The Assembly’s Ways and Means Committee and the Senate Committee on Finance, the two legislative committees closest to the budget process, dominated the past week with joint budget meetings, reconciling agency and the governor’s requests with what’s possible. Danielle Monroe-Moreno, Chair of the Assembly’s Ways and Means Committee, and fellow Las Vegas Democrat Marilyn Dondero Loop, who chairs the Senate Finance Committee, delivered sobering news on Monday, according to local news reports.
President Donald Trump has upended the U.S. economy with his trade war, levying tariffs on Mexico and Canada, countries that are home to a large percentage of Las Vegas’ international visitors. Trump has since expanded that to a 10% blanket tariff on most U.S. imports and a 145% tariff on China in what he says is an effort to bring back American manufacturing.

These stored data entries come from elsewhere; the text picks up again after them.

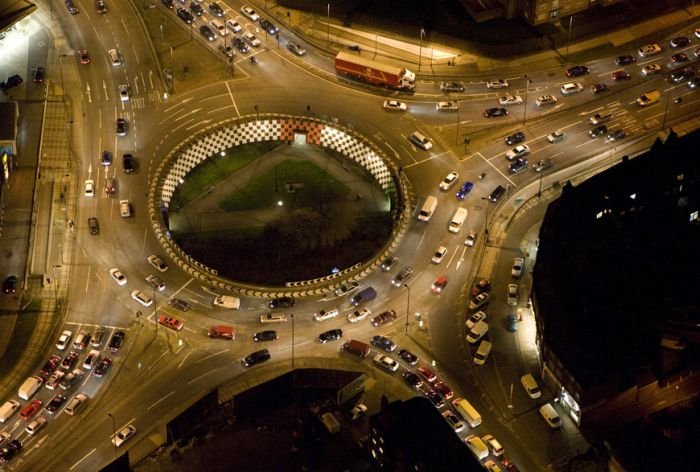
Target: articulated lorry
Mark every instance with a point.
(375, 73)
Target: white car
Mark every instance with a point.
(252, 40)
(518, 151)
(89, 188)
(394, 105)
(518, 265)
(358, 315)
(501, 83)
(510, 100)
(123, 435)
(64, 340)
(250, 13)
(449, 181)
(439, 255)
(141, 297)
(118, 276)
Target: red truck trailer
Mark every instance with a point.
(373, 72)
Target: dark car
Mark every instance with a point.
(330, 335)
(256, 357)
(282, 302)
(10, 82)
(577, 71)
(128, 163)
(268, 335)
(116, 341)
(515, 138)
(384, 343)
(496, 111)
(10, 284)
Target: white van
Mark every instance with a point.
(458, 220)
(427, 209)
(467, 411)
(29, 387)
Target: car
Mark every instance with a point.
(282, 302)
(123, 435)
(500, 83)
(56, 402)
(483, 285)
(620, 75)
(513, 294)
(517, 269)
(330, 335)
(447, 106)
(452, 87)
(115, 343)
(69, 361)
(408, 357)
(34, 427)
(679, 42)
(515, 138)
(453, 421)
(449, 181)
(439, 284)
(54, 379)
(521, 150)
(118, 276)
(170, 322)
(155, 282)
(651, 69)
(251, 39)
(346, 289)
(571, 87)
(402, 277)
(181, 305)
(128, 163)
(427, 374)
(254, 358)
(84, 56)
(89, 188)
(250, 13)
(142, 298)
(9, 285)
(386, 362)
(384, 343)
(216, 9)
(103, 367)
(624, 60)
(439, 255)
(412, 379)
(545, 100)
(495, 112)
(616, 135)
(576, 71)
(464, 190)
(12, 81)
(297, 49)
(267, 335)
(479, 301)
(206, 31)
(38, 75)
(63, 340)
(185, 16)
(383, 318)
(542, 164)
(157, 262)
(598, 131)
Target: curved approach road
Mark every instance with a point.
(159, 372)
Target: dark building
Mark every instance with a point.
(615, 289)
(412, 435)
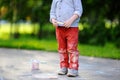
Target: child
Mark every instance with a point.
(65, 16)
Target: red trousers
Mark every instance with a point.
(67, 47)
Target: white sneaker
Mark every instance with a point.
(72, 73)
(63, 71)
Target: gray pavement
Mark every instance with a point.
(15, 64)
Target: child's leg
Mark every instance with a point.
(62, 47)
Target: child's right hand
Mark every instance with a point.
(54, 22)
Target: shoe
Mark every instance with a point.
(63, 71)
(72, 73)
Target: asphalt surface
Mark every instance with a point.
(15, 64)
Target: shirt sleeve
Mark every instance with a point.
(52, 10)
(78, 7)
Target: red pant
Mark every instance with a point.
(67, 47)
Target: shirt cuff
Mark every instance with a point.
(52, 17)
(78, 13)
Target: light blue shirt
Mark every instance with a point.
(62, 10)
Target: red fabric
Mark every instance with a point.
(67, 46)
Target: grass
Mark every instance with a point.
(107, 51)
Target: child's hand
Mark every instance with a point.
(54, 22)
(68, 23)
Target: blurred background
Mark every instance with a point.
(24, 24)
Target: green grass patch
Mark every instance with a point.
(107, 51)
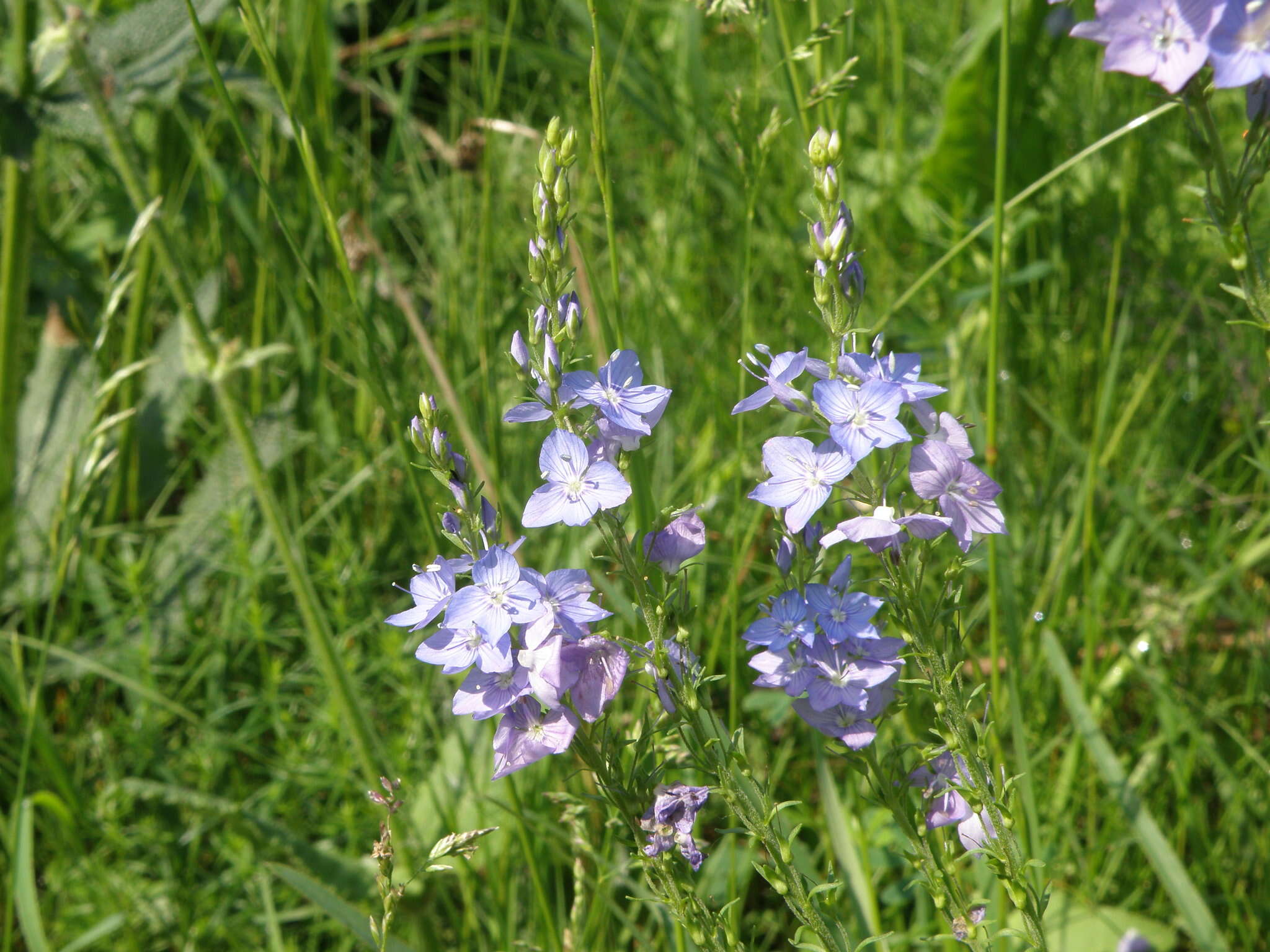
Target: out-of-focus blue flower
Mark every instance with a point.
(577, 488)
(1168, 41)
(618, 391)
(526, 734)
(964, 491)
(863, 418)
(670, 821)
(1240, 43)
(803, 477)
(680, 541)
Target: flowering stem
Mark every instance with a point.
(967, 739)
(1231, 218)
(322, 641)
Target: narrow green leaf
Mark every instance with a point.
(1173, 875)
(25, 897)
(353, 919)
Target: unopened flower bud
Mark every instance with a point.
(539, 324)
(833, 148)
(567, 152)
(818, 149)
(561, 193)
(556, 131)
(427, 408)
(417, 438)
(548, 168)
(551, 362)
(520, 352)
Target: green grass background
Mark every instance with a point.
(182, 747)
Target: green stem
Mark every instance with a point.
(14, 276)
(322, 641)
(600, 150)
(995, 305)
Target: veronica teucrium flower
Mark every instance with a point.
(601, 667)
(863, 418)
(785, 668)
(1240, 43)
(549, 672)
(577, 488)
(1162, 40)
(495, 597)
(840, 614)
(882, 530)
(788, 620)
(484, 695)
(803, 477)
(459, 649)
(778, 376)
(901, 369)
(680, 541)
(564, 604)
(670, 821)
(618, 391)
(964, 491)
(845, 676)
(527, 734)
(431, 589)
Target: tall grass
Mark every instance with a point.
(192, 622)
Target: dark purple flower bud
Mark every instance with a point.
(851, 277)
(671, 818)
(551, 353)
(601, 667)
(685, 537)
(520, 352)
(541, 320)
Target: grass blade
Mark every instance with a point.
(1169, 867)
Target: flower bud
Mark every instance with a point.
(548, 168)
(567, 152)
(556, 130)
(551, 362)
(538, 267)
(520, 352)
(833, 148)
(427, 408)
(417, 438)
(561, 193)
(818, 149)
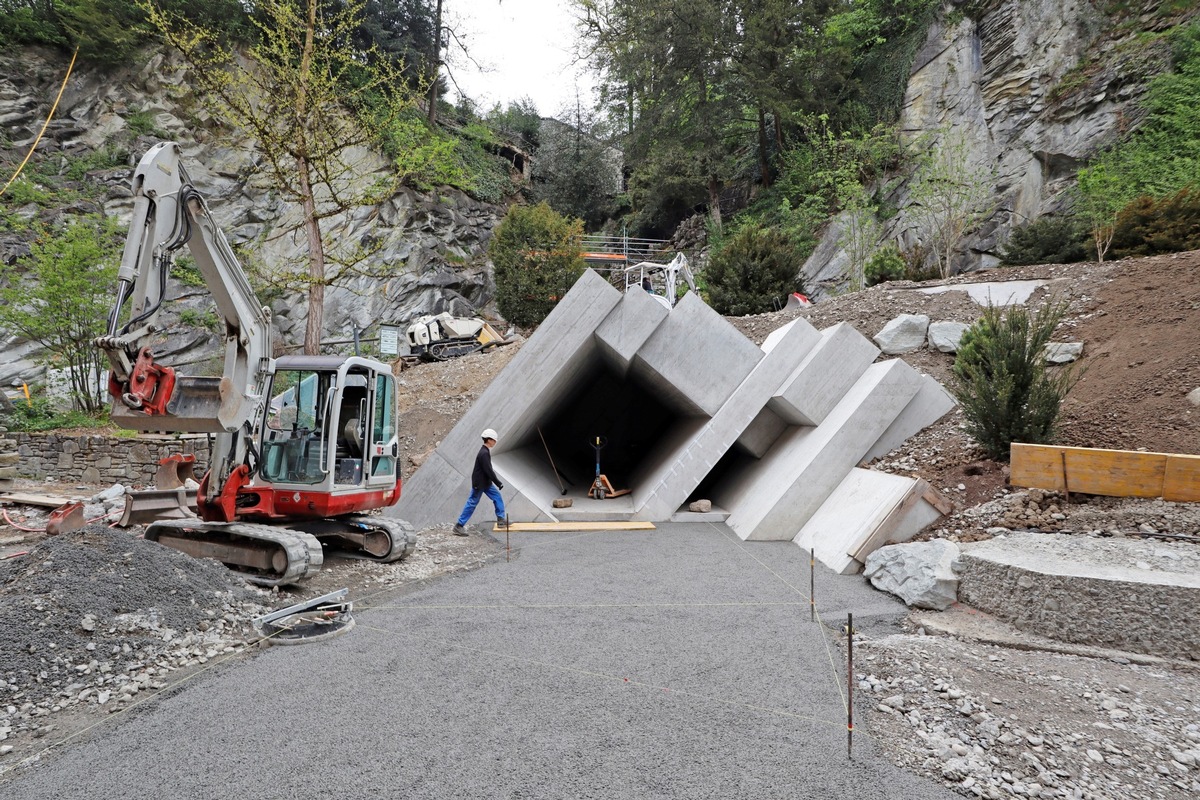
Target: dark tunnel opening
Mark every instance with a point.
(625, 415)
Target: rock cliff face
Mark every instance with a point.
(431, 250)
(1036, 88)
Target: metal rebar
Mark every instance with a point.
(850, 685)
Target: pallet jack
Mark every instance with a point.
(600, 487)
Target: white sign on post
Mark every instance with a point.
(389, 340)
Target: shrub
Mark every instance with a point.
(885, 264)
(1047, 240)
(1147, 227)
(537, 254)
(1001, 379)
(753, 270)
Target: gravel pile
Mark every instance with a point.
(982, 720)
(96, 617)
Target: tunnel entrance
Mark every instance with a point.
(640, 431)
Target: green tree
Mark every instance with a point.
(537, 254)
(305, 97)
(575, 172)
(949, 197)
(1103, 191)
(1001, 379)
(753, 271)
(59, 296)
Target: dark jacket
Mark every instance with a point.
(483, 475)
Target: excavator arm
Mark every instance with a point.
(168, 215)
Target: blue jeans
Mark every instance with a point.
(492, 493)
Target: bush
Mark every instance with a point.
(753, 270)
(1047, 240)
(1001, 379)
(537, 254)
(885, 264)
(1147, 227)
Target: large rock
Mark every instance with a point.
(904, 334)
(946, 336)
(1063, 352)
(921, 573)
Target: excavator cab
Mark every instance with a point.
(330, 426)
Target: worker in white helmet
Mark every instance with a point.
(483, 481)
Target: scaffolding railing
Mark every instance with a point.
(623, 250)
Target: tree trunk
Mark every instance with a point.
(763, 162)
(315, 320)
(437, 65)
(714, 202)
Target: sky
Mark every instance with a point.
(526, 46)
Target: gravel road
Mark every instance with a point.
(670, 663)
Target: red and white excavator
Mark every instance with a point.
(303, 446)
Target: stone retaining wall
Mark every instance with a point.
(99, 458)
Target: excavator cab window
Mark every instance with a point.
(294, 445)
(383, 429)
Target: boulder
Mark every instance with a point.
(904, 334)
(946, 336)
(1063, 352)
(921, 573)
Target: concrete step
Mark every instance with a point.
(1128, 594)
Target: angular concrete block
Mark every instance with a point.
(545, 370)
(929, 405)
(689, 461)
(785, 488)
(865, 506)
(762, 433)
(625, 329)
(821, 380)
(693, 362)
(514, 401)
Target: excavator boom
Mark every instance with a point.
(303, 446)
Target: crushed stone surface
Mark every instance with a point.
(987, 721)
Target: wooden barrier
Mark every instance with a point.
(1113, 473)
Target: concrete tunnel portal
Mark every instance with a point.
(690, 408)
(635, 422)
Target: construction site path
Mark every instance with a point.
(679, 662)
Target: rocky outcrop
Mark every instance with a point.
(430, 251)
(1036, 88)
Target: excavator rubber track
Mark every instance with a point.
(401, 536)
(447, 349)
(264, 554)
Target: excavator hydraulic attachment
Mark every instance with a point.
(171, 499)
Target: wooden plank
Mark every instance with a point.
(23, 498)
(1113, 473)
(1182, 480)
(1036, 467)
(569, 527)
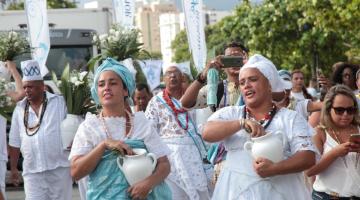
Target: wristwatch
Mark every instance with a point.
(200, 79)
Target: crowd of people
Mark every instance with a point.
(196, 159)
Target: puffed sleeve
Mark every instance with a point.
(300, 139)
(14, 136)
(82, 143)
(152, 113)
(226, 113)
(152, 140)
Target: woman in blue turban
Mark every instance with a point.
(100, 139)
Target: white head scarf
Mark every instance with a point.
(268, 69)
(167, 67)
(31, 70)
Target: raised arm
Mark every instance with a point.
(215, 131)
(19, 92)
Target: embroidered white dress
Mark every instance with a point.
(91, 132)
(239, 181)
(342, 176)
(186, 163)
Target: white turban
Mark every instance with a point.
(268, 69)
(31, 70)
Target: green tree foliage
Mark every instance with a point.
(292, 33)
(51, 4)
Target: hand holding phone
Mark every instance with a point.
(355, 138)
(232, 61)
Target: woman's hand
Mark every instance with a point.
(140, 190)
(118, 145)
(254, 128)
(264, 167)
(342, 149)
(355, 147)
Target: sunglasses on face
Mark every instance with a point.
(341, 110)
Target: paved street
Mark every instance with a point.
(19, 194)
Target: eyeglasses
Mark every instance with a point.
(346, 76)
(341, 110)
(169, 73)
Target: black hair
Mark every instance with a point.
(141, 86)
(338, 70)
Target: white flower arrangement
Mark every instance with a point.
(119, 43)
(75, 87)
(12, 44)
(6, 104)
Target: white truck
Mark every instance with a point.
(70, 34)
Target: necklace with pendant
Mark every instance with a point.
(31, 131)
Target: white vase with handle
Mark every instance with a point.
(4, 72)
(137, 167)
(268, 146)
(68, 129)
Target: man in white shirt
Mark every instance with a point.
(35, 129)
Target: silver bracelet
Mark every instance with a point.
(242, 123)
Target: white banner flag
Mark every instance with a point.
(195, 31)
(152, 72)
(38, 29)
(185, 68)
(124, 12)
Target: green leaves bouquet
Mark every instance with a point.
(75, 87)
(12, 44)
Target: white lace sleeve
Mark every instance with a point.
(201, 99)
(301, 136)
(144, 129)
(82, 143)
(152, 113)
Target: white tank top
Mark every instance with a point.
(342, 176)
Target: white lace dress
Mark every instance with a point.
(186, 163)
(91, 133)
(239, 181)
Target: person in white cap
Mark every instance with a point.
(187, 179)
(15, 96)
(35, 129)
(243, 176)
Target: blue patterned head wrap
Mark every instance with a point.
(112, 65)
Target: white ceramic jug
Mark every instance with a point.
(268, 146)
(4, 72)
(137, 167)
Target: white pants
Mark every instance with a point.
(82, 184)
(53, 184)
(179, 194)
(2, 177)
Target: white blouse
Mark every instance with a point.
(91, 132)
(239, 179)
(44, 150)
(3, 147)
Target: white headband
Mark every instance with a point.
(31, 70)
(268, 69)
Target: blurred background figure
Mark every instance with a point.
(298, 90)
(141, 97)
(344, 73)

The global tension and reports of increasingly aggressive U.S. Customs and Border Protection agents have decreased international travel while the strain on American wallets due to higher prices has sent consumer confidence spiraling. Due to its reliance on tourist dollars, Nevada’s economy is particularly sensitive to national and international economic downturns. That’s why the May 1 revenue estimate is critically important to the state government’s budgeting process.
By Wednesday or Thursday, we should know what bills will have a chance to become law.